Group Task Assignments

  • Create a decision aid that maps wound contamination class to the appropriate mode of closure (primary, delayed primary/tertiary, secondary intention).
  • Prepare a concise summary of the early warning features of necrotizing soft-tissue infection and the immediate management steps.
  • Draft an objective medico-legal-style wound description for the original injury, modelling accurate documentation of site, size, shape, edges and depth.

Learning Issues

Research these questions and bring your findings to the discussion.

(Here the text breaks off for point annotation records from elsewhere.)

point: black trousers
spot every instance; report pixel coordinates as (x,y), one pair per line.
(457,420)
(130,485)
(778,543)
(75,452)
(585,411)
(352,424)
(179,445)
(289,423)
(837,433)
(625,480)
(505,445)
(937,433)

  1. [SU5.1] What are the phases of normal wound healing and the local and systemic factors that impair it?
  2. [SU5.3] How are wounds classified morphologically and by contamination class, and how does classification guide the choice of closure and management?
  3. [SU6.1] What is the aetiology and pathogenesis of surgical infection, including the recognition of necrotizing soft-tissue infection?
  4. [SU6.2] What are the principles of source control and the appropriate use of prophylactic versus therapeutic antibiotics in surgical infection?